Sorry, guys. I did not intend to start a firestorm with regards to using the term "Authorized Version". That was what it was called back when it was published back in 1611. I am thinking about getting a copy of the ESV soon. However, I have some misgivings about it. For example, Acts 8:37 is footnoted instead of being included in the text. There may be some other verses that are like this. Can anyone explain why this is the case (as is the case in some of the other modern versions)?


----------



## WrittenFromUtopia (Feb 27, 2005)

> For example, Acts 8:37 is footnoted instead of being included in the text. There may be some other verses that are like this. Can anyone explain why this is the case (as is the case in some of the other modern versions)?



That verse, like the others, are not contained in the earliest extant manuscripts of the New Testament in greek.


----------



## heartoflesh (Feb 27, 2005)

> _Originally posted by WrittenFromUtopia_
> 
> 
> > For example, Acts 8:37 is footnoted instead of being included in the text. There may be some other verses that are like this. Can anyone explain why this is the case (as is the case in some of the other modern versions)?
> ...



And from what I understand, those manuscripts are hardly even in agreement with each other in many places.

Even so, I have come to accept that I will never be qualified _myself_ to make textual evaluations. And is there anyone on this board who _is_ qualified to do so? It seems we have to either believe what so and so says, or we have to believe what so and so says, and back and forth it goes. I guess, given the choice, I choose what is closer to the majority text--NKJV.

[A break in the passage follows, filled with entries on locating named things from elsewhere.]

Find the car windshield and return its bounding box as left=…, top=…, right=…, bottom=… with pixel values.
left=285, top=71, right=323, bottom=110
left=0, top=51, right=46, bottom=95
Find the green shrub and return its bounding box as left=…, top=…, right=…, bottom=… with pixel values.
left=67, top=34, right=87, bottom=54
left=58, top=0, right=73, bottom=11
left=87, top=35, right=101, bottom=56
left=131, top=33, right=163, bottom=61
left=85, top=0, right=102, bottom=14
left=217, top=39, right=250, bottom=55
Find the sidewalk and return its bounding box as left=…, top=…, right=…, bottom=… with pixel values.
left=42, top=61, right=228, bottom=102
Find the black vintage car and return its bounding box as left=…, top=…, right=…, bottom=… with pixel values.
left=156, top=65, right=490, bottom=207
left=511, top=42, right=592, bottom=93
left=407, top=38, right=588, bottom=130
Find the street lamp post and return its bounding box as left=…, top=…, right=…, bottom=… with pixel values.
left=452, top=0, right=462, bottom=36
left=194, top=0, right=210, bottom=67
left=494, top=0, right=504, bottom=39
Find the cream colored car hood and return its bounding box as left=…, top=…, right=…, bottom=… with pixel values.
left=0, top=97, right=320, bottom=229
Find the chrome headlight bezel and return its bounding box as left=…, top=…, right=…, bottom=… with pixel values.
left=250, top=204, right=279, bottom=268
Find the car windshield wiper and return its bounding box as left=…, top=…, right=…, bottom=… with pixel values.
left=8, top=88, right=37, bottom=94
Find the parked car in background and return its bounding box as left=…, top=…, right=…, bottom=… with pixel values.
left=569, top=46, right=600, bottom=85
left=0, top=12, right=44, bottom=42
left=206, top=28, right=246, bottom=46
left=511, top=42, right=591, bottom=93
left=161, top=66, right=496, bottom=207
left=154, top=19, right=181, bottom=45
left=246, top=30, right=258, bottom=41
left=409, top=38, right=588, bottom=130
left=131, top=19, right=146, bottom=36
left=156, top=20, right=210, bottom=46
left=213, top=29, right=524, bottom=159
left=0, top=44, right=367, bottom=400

If it was good enough for Spurgeon, it's good enough for me!

Just kidding, kind of.

Rick


----------



## bond-servant (Feb 28, 2005)

> _Originally posted by Rick Larson_
> 
> 
> > _Originally posted by WrittenFromUtopia_
> ...



Rick, you bring up an excellent point. I have studied theories about the underlying manuscripts for several years and have looked at both common arguments for or against the MT and not as common ones. 
At this point, I can relate to Solomon's statement "For in much wisdom is much grief: and he that increaseth knowledge increaseth sorrow. " Ecc 1:18
What I know now is that I know enough to argue a debate for either side. I lean toward favoring the MT. 
Both the NKJV andESV are great modern translations.


----------